Akaten Château du Akaten
Le cinquième album d'Akaten restera
en mémoire comme étant l'album rouge du duo. Comme les Beatles
ont sorti l'album blanc et Metallica l'album noir. Ici, il est clairement
indiqué en parenthèse à côté du titre "rouge",
akai. C'est un couleur qui sied d'autant plus au groupe que son nom est formé
sur la même racine. Le contenu de la bouteille est en effet du rouge :
sans aucun doute, il tache et il tourne la tête. La musique de Tatsuya
Yoshida (Ruins) ainsi que celle d'Atsushi Tsuymama
(Omoide Hatoba) peuvent être parfois difficiles à saisir.
Dans leurs projets respectifs, tous deux évoluent sur une ligne séparant
mal l'hommage de la parodie, du pastiche...Comment prendre le zeuhl / prog de
Hundred Sights of Koenji? Comment aborder le hard rock de Nishinihon?

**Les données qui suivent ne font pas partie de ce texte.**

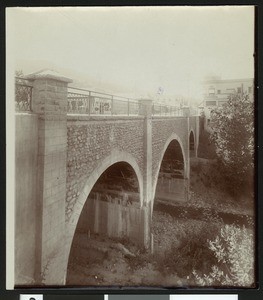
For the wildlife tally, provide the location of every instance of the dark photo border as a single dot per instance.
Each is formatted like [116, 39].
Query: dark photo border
[78, 293]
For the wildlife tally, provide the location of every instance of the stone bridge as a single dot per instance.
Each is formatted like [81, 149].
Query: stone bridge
[65, 161]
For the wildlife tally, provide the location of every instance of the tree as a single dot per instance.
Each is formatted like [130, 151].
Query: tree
[233, 135]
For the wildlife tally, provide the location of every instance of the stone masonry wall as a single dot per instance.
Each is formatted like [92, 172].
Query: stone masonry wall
[90, 140]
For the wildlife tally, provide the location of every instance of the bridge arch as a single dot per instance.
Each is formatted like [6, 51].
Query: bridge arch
[116, 156]
[173, 137]
[192, 143]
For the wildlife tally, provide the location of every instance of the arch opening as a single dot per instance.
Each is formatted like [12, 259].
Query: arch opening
[112, 212]
[191, 144]
[171, 183]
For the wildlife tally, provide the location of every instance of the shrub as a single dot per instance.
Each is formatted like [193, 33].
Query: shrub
[234, 252]
[193, 251]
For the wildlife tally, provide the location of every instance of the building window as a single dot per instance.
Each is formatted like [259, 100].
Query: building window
[210, 103]
[211, 91]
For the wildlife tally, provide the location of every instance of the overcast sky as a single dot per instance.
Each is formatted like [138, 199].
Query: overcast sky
[137, 48]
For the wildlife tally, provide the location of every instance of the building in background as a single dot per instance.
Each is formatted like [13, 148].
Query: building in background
[217, 92]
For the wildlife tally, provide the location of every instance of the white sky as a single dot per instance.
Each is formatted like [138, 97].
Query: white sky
[141, 48]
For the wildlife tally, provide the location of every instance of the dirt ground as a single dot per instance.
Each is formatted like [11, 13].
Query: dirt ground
[101, 261]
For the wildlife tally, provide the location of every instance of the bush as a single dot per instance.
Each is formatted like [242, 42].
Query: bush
[233, 136]
[193, 251]
[234, 252]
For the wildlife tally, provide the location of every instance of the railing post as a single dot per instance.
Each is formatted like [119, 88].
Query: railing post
[89, 103]
[112, 106]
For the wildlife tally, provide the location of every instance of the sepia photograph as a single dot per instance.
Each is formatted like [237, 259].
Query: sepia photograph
[130, 147]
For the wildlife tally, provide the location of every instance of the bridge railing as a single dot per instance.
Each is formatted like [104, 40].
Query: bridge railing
[82, 101]
[23, 94]
[166, 110]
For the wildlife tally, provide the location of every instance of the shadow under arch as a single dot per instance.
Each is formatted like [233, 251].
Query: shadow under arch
[173, 137]
[192, 142]
[116, 156]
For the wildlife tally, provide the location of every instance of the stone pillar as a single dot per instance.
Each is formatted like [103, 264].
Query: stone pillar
[49, 101]
[146, 111]
[197, 134]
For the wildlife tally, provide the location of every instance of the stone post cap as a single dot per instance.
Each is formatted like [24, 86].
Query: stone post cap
[48, 74]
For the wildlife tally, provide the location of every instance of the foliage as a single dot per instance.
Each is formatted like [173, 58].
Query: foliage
[233, 250]
[233, 135]
[192, 252]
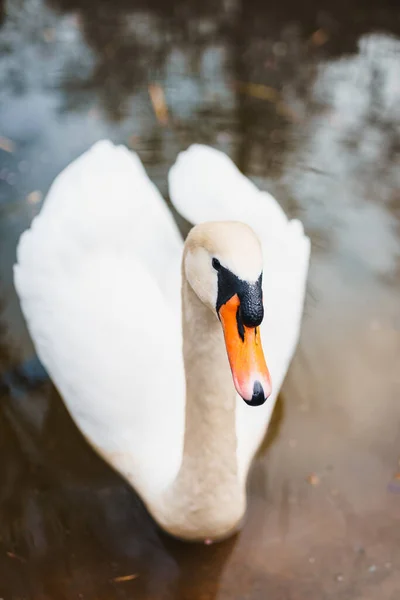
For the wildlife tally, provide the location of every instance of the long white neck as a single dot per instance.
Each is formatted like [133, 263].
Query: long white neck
[206, 499]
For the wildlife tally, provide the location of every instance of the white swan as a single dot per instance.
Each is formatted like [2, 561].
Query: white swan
[99, 279]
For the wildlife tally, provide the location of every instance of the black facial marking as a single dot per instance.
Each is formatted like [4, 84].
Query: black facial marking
[250, 296]
[258, 397]
[216, 264]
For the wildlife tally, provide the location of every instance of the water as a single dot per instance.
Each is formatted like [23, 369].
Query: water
[305, 98]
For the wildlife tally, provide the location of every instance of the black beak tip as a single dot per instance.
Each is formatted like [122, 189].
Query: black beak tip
[258, 397]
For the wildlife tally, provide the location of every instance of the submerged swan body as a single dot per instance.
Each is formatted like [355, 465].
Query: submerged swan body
[109, 292]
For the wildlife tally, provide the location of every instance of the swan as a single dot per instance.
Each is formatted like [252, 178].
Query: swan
[156, 345]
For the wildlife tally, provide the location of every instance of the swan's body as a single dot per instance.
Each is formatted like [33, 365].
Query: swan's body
[99, 278]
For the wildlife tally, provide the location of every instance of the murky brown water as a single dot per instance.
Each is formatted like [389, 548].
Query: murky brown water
[314, 118]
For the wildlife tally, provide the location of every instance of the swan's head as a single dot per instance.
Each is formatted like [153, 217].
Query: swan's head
[223, 265]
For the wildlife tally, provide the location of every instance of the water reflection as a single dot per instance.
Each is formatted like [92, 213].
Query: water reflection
[310, 111]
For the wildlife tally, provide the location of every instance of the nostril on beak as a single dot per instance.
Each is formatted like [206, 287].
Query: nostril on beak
[258, 397]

Au moins, avec Akaten le propos est clair : le projet est humoristique,
cultivant le non sens et l'absurde. Ce n'est pas un hasard si pour une fois
Yoshida chante en japonais, alors qu'habituellement, zeuhl oblige, il chante
dans une langue inventée. Faites écouter à des japonais
Water Closet, ils seront pliés en deux.
Pourtant, même si l'on perd énormément à cause de
la langue, l'Akaten Touch n'est pas seulement fondée sur le texte.
L'absurdité de ce projet -humour est en fait un bien grand mot, repose
sur différents éléments. On retrouve par exemple le même
genre de listes qui étaient la base des morceaux a capella de Zubi
Zuva : on reconnaît la patte de Yoshida à travers de morceau
tels que Record Company -liste des compagnies de disques américaines,
United States -celle des états et ainsi de suite
avec Fast Food, Base Ball ou National Park.
Quelque part entre un inventaire à la Prévert et la poésie
sonore. Mais si Akaten utilise le japonais ou parfois l'anglais, c'est presque
exclusivement de manière sonore.
Les bruits de la vie courante sont aussi convoqués, au service de la
musique. Ici, on se situe plus du côté du détournement à
la Spike Jones que dans les structures somme toute abstraites de l'accousmatique
: moulinet d'une canne à pêche, bouteille qu'on débouche,
chasse d'eau. Chaque titre est l'occasion d'une saynette absurde et répétitive
qui invite Ionesco dans l'univers de la musique japonaise : certains
titres pourraient être le canevas d'un concours d'impro théâtrale
comme Stand and Browse in a Bookstore. Les ambiances évoquent
parfois la cuisine sonore de Mike Patton de Pranzo Oltranzista.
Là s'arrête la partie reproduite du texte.